Cannings was a key voice in the local conservation group’s efforts to protect the last intact area of wetland near Skaha Lake, Kaleden from development.
Additionally, he signed a pledge to oppose any future fossil fuel projects and to support legislation that will create greener jobs.
“The climate crisis is just overwhelming us. Both in terms of we have to cut down our emissions so that we keep the change to a minimum, we’re stuck with the weather we’re getting now all the floods and fires and heat waves will be with us…We have to start building for the future.”
“When we think about the 500 plus people who died in Greater Vancouver during the heat dome, we have to think of how we can retrofit those old homes, those apartments so that people can have heat pumps or whatever to cool their homes.”
Cannings has also introduced two Private Members’ Bills in December. One bill is aimed at protecting the local environment.
“It’s a bill that is just a reminder to the government that it didn’t do what it promised in previous Parliament’s and that was a bill that was designed to fix the navigation Protection Act which the former conservative Harper government stripped all protection from Canadian waterways,” he explained.
The second is a Canadian Environmental Bill of Rights that adds the right to live in an ecologically balanced and healthy environment to Canada’s Bill of Rights.
“Canadians have a right to know what that information is if there’s a process going on with an environmental impact study or impact assessment going on, they have a right to be part of that,” Cannings said.
“Most of the countries of the world have these rights embedded in their constitution in their legal systems and Canada’s really, for some reason has fallen behind where the world is going on this.”
It was difficult to move forward in parliament this year and on bills because much of the government was halted as the country entered a federal election.
“It was a colossal waste of time and money. Because people don’t realize it’s not just the six weeks that election is ongoing. It just set everything back. Instead of working on getting back to work in September, we should have started to do that. We won’t get moving until February.

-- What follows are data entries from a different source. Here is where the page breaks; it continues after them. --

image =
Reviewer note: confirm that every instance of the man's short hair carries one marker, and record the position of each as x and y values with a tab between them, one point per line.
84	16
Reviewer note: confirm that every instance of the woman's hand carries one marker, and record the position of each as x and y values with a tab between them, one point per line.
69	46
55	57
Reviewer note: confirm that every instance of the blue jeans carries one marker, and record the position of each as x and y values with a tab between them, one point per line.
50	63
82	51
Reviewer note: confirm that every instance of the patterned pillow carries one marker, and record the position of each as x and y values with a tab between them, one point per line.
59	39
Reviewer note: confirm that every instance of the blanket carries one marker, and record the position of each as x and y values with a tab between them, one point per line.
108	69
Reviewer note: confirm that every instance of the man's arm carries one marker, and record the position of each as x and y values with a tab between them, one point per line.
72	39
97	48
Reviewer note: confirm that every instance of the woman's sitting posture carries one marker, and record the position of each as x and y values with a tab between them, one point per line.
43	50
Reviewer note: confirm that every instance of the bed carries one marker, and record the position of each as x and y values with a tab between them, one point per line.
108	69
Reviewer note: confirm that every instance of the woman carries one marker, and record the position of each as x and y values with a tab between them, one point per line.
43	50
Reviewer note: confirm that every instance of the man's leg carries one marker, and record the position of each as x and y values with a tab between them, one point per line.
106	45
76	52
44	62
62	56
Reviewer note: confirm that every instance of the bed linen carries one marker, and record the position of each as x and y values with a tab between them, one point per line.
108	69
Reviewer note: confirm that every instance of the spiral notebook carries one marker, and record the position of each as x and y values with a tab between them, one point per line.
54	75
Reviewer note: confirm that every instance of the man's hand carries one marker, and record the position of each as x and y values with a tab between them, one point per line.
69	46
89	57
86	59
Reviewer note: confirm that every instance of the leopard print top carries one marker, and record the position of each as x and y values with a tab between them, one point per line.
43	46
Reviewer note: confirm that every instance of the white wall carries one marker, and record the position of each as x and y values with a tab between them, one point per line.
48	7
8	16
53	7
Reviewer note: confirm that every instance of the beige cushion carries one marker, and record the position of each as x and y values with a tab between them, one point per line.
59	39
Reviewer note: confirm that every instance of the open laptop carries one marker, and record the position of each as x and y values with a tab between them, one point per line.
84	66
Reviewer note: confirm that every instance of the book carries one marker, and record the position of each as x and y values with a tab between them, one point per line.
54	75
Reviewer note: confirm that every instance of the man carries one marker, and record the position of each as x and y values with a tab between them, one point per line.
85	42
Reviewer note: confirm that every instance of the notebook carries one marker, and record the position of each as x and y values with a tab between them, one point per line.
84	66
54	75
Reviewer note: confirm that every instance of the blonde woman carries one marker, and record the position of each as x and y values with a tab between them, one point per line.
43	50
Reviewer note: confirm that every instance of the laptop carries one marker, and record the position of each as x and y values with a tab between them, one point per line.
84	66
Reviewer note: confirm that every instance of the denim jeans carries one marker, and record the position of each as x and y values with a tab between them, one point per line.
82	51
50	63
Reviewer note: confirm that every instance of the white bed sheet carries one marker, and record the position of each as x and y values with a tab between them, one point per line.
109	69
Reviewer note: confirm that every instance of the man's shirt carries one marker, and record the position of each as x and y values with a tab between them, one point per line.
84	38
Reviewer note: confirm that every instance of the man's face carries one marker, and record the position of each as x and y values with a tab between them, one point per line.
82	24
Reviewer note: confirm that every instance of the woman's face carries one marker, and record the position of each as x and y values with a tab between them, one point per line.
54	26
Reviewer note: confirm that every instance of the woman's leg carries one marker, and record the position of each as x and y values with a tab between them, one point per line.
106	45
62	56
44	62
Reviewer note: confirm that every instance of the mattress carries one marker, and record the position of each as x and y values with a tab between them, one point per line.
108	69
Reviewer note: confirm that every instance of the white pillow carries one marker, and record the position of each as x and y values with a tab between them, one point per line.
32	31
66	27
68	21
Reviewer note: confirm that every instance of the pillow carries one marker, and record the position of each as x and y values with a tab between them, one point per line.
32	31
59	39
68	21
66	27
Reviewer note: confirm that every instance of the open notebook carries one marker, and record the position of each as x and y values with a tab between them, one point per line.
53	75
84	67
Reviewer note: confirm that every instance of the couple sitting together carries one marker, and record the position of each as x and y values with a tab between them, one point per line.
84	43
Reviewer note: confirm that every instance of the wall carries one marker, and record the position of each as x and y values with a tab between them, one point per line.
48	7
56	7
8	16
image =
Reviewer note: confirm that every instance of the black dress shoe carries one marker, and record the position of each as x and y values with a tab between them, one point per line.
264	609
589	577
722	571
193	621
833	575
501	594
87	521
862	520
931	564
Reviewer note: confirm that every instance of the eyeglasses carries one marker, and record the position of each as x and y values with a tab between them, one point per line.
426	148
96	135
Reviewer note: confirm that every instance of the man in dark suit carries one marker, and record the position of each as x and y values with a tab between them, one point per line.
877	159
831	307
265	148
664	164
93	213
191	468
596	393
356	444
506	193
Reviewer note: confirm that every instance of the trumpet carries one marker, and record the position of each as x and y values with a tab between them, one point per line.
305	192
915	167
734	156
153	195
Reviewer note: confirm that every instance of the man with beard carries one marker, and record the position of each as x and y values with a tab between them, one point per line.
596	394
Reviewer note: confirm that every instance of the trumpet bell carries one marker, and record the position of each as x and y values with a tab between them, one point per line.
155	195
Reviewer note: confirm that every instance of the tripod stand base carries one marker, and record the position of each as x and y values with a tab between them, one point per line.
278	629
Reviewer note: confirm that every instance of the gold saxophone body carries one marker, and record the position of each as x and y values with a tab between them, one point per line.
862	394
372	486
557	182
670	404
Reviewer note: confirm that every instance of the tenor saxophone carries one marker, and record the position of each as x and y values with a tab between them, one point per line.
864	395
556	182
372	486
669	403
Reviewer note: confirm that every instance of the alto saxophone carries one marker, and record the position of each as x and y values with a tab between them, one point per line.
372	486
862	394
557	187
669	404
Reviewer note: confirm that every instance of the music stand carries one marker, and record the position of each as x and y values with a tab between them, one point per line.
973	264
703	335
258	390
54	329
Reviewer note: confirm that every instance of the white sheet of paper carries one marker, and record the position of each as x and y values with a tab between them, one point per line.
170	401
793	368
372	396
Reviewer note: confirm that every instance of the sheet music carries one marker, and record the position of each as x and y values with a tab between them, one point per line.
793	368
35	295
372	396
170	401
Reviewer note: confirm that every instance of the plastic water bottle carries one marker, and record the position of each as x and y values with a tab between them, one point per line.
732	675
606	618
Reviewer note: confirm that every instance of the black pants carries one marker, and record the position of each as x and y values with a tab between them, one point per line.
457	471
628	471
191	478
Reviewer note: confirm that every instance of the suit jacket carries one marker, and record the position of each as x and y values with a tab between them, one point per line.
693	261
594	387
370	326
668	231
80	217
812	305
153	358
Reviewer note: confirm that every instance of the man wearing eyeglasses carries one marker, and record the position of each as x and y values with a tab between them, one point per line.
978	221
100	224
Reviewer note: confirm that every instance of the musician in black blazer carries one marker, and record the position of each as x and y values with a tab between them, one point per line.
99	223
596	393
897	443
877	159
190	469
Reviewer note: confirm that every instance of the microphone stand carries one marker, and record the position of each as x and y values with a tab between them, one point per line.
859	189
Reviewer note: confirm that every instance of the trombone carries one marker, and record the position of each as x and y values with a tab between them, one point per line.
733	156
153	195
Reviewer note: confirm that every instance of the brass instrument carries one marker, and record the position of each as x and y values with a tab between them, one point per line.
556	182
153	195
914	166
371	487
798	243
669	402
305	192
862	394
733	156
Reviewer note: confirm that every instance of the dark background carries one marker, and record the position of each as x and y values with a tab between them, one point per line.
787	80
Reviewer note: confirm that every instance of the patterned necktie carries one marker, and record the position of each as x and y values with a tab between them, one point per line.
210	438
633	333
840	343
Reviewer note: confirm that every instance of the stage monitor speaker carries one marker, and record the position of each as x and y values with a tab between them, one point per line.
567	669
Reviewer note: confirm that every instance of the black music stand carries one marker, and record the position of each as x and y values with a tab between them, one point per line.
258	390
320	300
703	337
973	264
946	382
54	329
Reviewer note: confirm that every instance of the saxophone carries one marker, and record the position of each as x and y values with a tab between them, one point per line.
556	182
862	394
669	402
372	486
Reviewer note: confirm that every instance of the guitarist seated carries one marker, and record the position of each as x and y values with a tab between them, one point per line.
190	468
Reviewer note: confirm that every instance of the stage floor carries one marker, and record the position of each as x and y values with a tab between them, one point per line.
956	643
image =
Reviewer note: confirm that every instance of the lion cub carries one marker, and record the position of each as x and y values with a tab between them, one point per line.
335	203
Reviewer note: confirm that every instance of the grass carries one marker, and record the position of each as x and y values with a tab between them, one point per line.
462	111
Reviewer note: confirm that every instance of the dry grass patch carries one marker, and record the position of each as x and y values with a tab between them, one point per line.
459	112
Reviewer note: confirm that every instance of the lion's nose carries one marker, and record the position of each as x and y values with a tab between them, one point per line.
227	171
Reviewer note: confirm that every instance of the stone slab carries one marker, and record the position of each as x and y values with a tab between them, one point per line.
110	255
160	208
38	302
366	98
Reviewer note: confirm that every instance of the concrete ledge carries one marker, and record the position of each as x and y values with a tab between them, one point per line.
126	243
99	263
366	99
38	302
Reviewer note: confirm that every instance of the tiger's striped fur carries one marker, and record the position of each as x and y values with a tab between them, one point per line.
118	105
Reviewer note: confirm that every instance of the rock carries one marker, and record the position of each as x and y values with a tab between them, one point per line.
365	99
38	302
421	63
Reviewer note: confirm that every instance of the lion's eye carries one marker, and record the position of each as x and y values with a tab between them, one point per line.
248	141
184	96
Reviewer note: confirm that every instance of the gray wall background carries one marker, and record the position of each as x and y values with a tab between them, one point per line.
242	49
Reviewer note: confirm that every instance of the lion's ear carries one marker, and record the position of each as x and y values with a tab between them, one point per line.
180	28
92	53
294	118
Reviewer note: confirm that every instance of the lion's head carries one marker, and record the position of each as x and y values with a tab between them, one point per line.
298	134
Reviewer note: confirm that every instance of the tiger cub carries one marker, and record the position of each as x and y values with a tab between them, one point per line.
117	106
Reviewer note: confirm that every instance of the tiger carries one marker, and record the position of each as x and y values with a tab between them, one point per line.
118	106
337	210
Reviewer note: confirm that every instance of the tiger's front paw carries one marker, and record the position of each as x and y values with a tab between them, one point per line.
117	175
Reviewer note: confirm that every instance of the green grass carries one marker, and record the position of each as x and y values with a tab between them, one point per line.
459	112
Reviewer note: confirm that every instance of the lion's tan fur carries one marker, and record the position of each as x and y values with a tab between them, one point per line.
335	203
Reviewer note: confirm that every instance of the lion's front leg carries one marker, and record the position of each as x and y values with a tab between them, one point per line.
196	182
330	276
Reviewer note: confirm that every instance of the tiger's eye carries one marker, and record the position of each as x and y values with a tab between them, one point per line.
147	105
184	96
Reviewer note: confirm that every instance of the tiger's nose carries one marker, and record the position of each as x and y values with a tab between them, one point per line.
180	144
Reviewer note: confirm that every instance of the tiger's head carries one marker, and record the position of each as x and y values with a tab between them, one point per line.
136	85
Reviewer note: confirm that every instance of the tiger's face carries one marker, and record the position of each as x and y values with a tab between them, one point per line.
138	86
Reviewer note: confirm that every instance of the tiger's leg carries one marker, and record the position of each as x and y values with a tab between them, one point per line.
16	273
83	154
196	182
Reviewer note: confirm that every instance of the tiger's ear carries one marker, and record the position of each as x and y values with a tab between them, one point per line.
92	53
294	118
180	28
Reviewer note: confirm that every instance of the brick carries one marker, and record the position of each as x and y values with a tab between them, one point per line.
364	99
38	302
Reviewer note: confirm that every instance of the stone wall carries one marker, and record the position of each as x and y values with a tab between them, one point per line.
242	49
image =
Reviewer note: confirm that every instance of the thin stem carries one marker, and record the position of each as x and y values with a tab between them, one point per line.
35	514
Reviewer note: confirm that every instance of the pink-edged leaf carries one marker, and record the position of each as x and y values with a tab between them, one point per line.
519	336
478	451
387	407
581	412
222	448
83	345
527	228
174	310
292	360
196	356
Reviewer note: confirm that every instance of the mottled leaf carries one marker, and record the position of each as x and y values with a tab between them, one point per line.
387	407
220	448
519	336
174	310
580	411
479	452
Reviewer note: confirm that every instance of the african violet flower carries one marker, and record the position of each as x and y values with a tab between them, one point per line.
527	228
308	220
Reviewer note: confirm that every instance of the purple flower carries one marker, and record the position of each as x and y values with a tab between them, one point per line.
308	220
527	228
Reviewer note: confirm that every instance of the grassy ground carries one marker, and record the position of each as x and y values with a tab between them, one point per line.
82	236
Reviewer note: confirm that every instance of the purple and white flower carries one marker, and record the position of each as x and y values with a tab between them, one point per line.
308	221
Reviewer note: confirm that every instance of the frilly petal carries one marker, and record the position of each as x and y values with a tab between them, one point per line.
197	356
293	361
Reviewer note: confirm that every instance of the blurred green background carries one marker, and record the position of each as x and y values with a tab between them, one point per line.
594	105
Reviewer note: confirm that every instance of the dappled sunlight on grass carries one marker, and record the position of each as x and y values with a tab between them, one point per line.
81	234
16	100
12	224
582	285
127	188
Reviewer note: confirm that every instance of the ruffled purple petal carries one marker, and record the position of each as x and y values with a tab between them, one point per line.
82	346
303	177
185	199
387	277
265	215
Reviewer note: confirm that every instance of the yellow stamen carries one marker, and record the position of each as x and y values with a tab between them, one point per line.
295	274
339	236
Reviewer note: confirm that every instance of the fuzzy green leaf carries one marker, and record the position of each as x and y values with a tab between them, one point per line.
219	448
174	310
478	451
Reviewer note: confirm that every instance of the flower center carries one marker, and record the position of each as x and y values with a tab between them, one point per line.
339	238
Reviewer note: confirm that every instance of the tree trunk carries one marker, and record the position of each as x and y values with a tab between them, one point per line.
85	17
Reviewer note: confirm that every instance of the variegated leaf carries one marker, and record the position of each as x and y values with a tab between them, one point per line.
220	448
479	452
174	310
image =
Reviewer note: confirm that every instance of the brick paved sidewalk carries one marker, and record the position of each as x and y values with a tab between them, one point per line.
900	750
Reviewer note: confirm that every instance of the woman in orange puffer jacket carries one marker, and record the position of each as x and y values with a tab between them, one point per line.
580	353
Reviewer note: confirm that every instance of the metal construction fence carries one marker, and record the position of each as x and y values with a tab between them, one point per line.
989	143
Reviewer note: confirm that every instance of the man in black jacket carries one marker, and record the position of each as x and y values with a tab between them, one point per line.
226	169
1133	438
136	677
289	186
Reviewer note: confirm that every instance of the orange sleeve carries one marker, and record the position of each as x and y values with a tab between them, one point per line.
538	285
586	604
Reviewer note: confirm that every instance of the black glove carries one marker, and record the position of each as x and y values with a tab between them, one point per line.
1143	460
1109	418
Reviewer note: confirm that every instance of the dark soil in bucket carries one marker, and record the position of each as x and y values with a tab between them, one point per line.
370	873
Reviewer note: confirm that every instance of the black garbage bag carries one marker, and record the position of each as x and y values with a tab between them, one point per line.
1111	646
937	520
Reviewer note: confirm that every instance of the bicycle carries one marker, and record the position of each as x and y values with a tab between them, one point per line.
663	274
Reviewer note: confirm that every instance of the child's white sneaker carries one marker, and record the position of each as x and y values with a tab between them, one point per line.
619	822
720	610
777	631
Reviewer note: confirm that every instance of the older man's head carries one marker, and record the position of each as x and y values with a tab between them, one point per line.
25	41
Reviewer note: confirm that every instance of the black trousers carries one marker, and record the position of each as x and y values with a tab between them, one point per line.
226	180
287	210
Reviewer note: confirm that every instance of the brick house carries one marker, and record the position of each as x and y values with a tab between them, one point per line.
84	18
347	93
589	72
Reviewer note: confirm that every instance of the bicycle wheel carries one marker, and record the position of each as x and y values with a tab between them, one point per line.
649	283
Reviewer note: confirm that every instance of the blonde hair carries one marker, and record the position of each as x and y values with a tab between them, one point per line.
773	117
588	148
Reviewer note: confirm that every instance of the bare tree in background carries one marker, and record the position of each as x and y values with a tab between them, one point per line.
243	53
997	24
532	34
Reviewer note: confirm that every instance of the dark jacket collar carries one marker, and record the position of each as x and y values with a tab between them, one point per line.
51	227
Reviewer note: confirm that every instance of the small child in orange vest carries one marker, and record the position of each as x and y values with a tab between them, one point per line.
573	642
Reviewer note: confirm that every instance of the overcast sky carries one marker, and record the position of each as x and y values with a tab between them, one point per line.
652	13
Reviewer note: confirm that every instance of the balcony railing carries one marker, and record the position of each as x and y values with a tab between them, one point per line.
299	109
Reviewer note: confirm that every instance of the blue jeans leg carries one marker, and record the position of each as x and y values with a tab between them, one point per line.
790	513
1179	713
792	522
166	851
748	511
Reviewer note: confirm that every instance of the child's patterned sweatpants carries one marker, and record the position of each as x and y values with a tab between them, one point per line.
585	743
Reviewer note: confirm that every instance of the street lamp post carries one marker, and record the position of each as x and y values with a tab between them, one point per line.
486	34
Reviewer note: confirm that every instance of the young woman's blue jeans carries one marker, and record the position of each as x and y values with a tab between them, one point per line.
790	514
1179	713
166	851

“They were just thinking of when we can go to an election. They just didn’t care about passing important pieces legislation. This was evident in their presentation of their agenda. That’s all changed, I believe. [now].”
Cannings, who was also a member of the NDP Party, advocated for environmental changes all through his campaign. He even joined Jagmeet Singh in Penticton to address the issue.
“I’m going to continue pushing for things like really serious efforts at retrofits of all our buildings across Canada so that they’re energy efficient. So that by 2050, all our buildings are basically net zero…if we do that, if we really put our efforts into that, that will create millions of jobs across this country in every community.”
With more than 3,000 votes, Cannings was declared the winner of his third term with more than 3,000 more than his main challenger Helena Konanz (Conservative).
Canning is also concerned about the affordability of housing in the region.
“We’re far behind in the affordable housing that we should have, so that people can can live in this area and contribute to the economy. But they are being kept out. If you lose your rental accommodation in Penticton, you may find yourself on the street because it’s so difficult to find suitable accommodation, even for working families.”
Cannings said that he was proud of the number of private member bills that were brought forward by the NDP, and that he was working to make them progress heading into 2022.